I managed to be happy for a short while over the acquisition of my first print book; I nearly became one of those people that I hate who are irritatingly perky and positive. It was only natural of course that something would bring me down and that something turned out to be the Labour party.
I have never professed to have a great love for the Labour party. I find them and their ideas distasteful in general, but mainly I find issue with their ignorance over minority opinion. They seem, as a party, incapable of realising that the majority isn’t the only important group in society and every bit of power they achieve pushes the intelligent among us one step closer to obscurity and extinction. I say this following a childhood and education where they were in power, an education I would call traumatic.
When Labour are in power, the teachers in schools are encouraged to ignore anyone expected to get above a C. My teachers would have nothing to do with me because if I got less than my potential it didn’t matter to their targets, whereas my friends would get all the help they wanted to make sure that their pass went on the records. Blip’s university lecturers even use the toff’s error, they can’t grasp restrictive and non-restrictive clauses and they use the American spellings of words because they are no better educated in their own language than the students.

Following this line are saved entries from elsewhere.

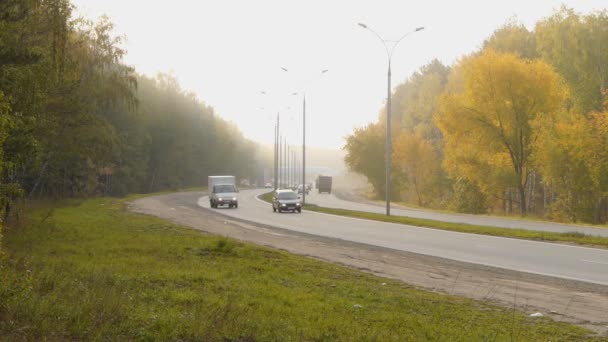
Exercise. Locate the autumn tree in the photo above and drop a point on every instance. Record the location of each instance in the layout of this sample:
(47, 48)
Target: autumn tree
(365, 154)
(488, 127)
(577, 47)
(572, 153)
(513, 37)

The conservative party are being ripped into for trying to change this, because the majority of people in the country are C standard at best. It wouldn’t be average otherwise. But because there are intelligent people above them, the fingerpointers get touchy about anybody who might be helped to get higher grades so when two-tier education is considered they try to stop it. Rather than thinking about bettering the country or helping other people they care only for their own ego.

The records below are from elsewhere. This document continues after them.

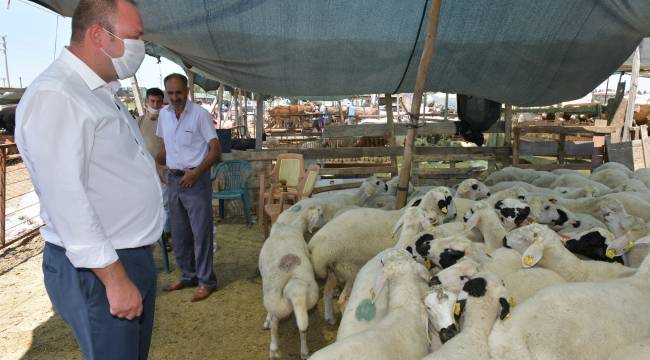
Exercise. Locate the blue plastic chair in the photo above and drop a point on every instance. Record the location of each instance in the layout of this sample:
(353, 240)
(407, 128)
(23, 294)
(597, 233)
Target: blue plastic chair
(236, 175)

The majority being allowed to rule over the few is the eventuality of any democracy. Minority opinion such as mine or the plight of the intelligent few will always be ignored the closer we get to the American dream, a country where this has already occurred for a long time. But the problem with the way England deals with it is that for people of my generation there is now nothing to look forward to. The people who suppress minorities suppress the rich. The labour party picks on the conservatives for being rich and claims that the only fair way to run a country is to take 50% of their earnings away from them.

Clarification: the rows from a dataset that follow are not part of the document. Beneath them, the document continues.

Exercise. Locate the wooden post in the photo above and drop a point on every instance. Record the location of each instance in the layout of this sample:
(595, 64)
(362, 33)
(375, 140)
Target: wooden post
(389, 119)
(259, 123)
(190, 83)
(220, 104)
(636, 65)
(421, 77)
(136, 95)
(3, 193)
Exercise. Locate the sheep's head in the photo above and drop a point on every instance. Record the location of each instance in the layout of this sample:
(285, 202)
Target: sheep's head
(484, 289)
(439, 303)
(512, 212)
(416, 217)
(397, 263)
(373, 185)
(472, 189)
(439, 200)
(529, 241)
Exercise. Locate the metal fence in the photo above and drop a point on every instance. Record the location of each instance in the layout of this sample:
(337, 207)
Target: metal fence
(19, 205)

Fifty percent. Can you imagine working really hard to get to the top of the business world, riding high on your own success, only to find that if you’d worked half as hard you would keep a larger amount of the money that you earnt with your own two hands? I sincerely doubt there are many who hold that opinion and I’m certainly not one of them. If I build my writing career up from nothing to earning enough that I would consider myself rich, I want to keep the same percentage of money as my parents would pay on their average middle class income. Of course it would be more but by paying the same percent it would at least be fair.
So, when I earn the amount of money that I want, I’m going to move to Germany. I will be taxed there, of course I will. But their tax rates are fairer and they value traits such as intelligence to the same degree that they value others. There is no hierarchy put onto abilities, you aren’t suddenly better if you can hit a wall than if you can add up complicated maths or speak multiple languages.
This country needs to learn that ambition is what drives a country. Watching Hotel GB is a perfect example of this. The young people on there make me ashamed of my age group because they seem to believe that they deserve everything. They have no concept of work; they cheer themselves for being on their feet all day. It is absolutely pathetic. If they had some proper ambition they would see nothing of working their way to it, but instead the welfare state leaves us in a position where if they don’t work hard they will be paid anyway. Hard work is lost on them and without hard work there is no ambition. Unless we take the money away from these people and make them work, unless we prioritise intellectual or at least skilled ability over being nice to fingerpointers and unless we stop idolising people who do nothing more than appear on the television once, there will be more and more stupid people who can’t hold down a job and who don’t particularly want to. Of course it is no place of mine to say that footballers or athletes are less worthwhile than authors and doctors, and I understand that where people genuinely cannot find work they need a little help. But there has to be a balance in the middle and it comes from the stimulation of ambition in members of society. It comes from making people want a little dignity. And it comes from not presuming that the majority is always correct.